Almost everyone uses batteries every day. Almost no one I've asked outside materials science can describe, in a few sentences, what a battery actually does. This is mildly remarkable given how central they've become.
Here is the version I give to friends at dinner.
The mental model
Imagine a busy hallway between two rooms. One room is crowded with people. The other is nearly empty. People naturally want to move from the crowded room to the empty one. Open the door and they'll flow through, jostling each other as they go.
That flow — that's the current. The crowdedness difference between the two rooms — that's the voltage. And the hallway is the electrolyte: the substance that lets the people actually move.
When you discharge a battery, you're letting one side empty out into the other. When you charge it, you're pushing the people back.

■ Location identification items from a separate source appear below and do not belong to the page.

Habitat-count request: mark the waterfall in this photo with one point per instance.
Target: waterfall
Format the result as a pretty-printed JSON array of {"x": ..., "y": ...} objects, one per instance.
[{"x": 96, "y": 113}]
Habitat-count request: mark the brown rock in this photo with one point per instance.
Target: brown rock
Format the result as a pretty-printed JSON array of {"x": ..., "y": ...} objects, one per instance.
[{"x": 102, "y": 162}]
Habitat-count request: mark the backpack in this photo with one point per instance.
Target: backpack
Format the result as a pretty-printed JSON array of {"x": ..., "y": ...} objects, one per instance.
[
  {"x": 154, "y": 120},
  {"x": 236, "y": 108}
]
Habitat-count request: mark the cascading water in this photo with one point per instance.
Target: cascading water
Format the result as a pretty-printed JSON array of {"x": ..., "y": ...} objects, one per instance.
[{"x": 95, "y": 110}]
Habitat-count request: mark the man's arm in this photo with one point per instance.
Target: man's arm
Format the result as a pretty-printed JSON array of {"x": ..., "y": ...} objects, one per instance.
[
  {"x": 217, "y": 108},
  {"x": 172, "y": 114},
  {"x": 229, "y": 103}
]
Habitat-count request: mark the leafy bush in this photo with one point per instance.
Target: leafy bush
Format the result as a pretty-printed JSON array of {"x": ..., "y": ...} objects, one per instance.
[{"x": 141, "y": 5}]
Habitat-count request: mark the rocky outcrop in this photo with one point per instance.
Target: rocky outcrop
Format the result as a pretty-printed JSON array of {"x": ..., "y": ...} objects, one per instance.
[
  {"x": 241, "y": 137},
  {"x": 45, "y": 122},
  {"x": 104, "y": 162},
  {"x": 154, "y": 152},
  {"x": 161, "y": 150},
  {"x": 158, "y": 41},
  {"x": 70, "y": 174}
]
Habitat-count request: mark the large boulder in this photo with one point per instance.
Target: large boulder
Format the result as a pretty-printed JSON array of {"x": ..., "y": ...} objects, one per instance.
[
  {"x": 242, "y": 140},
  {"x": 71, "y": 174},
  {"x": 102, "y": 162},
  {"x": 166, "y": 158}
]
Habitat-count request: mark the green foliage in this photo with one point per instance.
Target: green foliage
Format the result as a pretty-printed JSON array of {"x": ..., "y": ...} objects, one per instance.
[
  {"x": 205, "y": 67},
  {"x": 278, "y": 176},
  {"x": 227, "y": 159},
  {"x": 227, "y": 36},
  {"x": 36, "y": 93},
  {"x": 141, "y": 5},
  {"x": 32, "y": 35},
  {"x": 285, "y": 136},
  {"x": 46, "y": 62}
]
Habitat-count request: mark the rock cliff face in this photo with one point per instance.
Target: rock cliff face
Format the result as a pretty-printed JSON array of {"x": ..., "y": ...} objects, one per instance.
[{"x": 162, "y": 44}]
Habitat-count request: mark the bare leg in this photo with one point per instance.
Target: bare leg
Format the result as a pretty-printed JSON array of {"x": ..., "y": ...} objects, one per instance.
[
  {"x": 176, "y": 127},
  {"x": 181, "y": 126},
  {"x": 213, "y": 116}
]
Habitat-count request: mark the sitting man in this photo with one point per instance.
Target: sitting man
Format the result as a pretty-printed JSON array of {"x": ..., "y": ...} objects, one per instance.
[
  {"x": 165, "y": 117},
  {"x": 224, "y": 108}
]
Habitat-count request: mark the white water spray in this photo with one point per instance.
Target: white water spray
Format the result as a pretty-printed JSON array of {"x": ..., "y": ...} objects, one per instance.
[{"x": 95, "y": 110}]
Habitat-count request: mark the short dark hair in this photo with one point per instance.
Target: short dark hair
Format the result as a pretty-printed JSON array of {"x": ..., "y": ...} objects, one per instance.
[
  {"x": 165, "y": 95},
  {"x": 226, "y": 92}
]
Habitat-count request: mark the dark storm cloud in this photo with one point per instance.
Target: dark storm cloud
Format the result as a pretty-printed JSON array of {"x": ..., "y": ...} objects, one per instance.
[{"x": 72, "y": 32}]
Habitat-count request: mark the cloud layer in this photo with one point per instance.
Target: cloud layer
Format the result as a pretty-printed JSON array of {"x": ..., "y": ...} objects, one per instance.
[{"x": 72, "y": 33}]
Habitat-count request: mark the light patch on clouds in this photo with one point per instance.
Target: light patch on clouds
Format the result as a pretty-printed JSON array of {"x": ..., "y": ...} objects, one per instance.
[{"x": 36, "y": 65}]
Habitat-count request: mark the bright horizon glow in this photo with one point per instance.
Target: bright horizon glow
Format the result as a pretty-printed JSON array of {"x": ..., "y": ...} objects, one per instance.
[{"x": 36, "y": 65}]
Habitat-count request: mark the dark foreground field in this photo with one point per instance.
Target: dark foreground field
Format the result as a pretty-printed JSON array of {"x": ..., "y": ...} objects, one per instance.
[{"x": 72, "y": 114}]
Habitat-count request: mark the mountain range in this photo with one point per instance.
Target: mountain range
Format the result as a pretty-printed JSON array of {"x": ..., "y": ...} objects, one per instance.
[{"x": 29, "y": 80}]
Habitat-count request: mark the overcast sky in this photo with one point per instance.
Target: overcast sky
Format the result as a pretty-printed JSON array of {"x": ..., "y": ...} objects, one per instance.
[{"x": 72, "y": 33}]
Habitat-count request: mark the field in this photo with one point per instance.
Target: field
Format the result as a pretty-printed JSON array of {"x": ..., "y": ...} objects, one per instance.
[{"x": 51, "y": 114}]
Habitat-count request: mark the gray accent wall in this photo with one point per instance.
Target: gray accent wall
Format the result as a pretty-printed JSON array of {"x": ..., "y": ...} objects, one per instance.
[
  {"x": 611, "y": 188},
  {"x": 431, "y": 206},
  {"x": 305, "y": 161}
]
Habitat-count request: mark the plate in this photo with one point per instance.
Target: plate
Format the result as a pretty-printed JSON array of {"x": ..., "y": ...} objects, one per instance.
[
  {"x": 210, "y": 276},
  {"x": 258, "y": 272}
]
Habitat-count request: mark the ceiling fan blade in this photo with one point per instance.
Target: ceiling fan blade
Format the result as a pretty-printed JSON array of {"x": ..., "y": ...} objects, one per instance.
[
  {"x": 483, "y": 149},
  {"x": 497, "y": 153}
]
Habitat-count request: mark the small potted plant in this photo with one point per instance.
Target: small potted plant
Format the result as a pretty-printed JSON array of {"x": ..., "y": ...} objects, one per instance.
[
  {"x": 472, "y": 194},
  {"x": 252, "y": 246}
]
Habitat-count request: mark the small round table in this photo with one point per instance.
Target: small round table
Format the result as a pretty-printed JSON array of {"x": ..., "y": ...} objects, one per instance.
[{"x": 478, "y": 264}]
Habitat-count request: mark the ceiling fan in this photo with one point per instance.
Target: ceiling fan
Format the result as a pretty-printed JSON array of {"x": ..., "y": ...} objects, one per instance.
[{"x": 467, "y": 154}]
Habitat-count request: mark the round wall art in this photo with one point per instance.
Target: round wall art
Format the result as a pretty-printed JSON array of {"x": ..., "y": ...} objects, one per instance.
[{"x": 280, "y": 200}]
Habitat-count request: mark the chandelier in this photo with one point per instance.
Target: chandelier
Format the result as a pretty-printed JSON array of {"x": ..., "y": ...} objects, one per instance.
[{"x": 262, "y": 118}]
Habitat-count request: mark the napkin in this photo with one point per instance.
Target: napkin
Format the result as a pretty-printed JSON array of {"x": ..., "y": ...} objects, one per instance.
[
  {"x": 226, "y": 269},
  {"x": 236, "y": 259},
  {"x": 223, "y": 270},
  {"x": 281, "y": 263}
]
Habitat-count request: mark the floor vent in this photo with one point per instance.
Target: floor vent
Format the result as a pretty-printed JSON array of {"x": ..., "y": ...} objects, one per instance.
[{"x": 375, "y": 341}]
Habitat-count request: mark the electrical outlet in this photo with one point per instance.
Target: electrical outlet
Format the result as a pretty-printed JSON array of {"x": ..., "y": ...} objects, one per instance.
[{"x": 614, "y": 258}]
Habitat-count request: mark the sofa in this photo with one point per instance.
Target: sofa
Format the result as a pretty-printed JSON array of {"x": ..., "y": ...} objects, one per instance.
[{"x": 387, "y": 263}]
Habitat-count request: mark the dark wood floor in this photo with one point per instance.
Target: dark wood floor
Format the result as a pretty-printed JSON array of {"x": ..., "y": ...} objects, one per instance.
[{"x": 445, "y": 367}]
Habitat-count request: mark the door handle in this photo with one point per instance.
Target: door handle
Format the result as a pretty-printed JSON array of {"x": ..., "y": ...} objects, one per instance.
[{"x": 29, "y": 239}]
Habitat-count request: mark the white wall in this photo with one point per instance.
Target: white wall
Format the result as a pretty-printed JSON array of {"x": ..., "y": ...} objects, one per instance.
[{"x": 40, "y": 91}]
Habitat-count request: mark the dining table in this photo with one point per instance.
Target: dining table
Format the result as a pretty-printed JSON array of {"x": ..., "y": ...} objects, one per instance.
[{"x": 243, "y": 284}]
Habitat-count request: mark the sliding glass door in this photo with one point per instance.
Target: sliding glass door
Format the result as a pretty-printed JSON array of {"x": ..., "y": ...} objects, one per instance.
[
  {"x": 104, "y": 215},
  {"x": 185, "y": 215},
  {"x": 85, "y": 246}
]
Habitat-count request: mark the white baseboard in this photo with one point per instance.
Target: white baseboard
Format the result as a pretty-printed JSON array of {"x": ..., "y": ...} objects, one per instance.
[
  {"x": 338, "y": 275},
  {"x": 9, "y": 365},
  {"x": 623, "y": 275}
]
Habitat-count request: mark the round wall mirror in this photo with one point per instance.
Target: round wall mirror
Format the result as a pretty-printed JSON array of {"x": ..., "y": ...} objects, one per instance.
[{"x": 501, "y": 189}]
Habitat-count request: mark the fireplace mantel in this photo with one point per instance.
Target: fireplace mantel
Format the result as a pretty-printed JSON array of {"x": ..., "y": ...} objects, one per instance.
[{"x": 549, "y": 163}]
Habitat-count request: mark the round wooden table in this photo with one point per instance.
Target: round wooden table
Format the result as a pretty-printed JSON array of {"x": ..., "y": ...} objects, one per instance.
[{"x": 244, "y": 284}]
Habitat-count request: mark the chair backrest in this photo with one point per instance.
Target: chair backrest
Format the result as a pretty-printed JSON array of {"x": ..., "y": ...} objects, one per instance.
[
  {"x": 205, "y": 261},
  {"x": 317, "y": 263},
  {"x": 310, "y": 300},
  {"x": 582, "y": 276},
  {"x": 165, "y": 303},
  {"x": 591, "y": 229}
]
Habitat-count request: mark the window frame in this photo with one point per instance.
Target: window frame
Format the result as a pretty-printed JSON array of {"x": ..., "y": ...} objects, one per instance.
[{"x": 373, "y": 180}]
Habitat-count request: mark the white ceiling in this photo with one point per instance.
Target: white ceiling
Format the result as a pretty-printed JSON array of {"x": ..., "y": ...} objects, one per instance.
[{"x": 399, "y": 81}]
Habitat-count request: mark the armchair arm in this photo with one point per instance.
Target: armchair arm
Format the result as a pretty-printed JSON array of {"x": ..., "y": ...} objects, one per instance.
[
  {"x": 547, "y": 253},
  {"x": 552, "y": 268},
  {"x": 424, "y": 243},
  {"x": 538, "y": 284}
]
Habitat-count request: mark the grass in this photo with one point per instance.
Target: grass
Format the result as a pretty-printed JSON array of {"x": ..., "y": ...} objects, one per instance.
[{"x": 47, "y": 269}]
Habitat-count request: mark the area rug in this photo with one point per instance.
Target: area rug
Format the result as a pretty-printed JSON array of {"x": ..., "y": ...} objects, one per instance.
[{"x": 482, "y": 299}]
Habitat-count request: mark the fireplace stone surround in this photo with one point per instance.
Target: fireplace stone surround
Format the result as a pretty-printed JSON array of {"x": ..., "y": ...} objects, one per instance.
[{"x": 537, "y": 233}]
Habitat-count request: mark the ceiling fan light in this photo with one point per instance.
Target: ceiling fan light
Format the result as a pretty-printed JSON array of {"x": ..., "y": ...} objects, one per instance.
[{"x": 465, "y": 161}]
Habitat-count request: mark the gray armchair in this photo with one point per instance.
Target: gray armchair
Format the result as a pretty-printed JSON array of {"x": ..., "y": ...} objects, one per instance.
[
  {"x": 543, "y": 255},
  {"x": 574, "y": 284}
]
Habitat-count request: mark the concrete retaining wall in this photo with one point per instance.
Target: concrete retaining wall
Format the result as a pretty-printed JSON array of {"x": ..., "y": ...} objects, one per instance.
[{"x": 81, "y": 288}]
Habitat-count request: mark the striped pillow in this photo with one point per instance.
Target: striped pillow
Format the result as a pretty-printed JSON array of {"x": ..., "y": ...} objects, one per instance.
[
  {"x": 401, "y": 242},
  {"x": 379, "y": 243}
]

That's it. The chemistry varies. The model holds.
Why this model is useful
It explains why batteries lose capacity over time: each round trip wears down the doorway and the hallway. It explains why you can't pull power infinitely fast: there's only so much room in the hallway. And it explains why temperature matters: cold hallways slow everyone down.
Where the model stops
It does not explain why some chemistries dramatically outperform others. That involves real physics. But it gives you enough scaffolding that the real physics becomes legible the next time you read an article about it.
A useful model is one that's wrong in instructive ways. This one is wrong, instructively.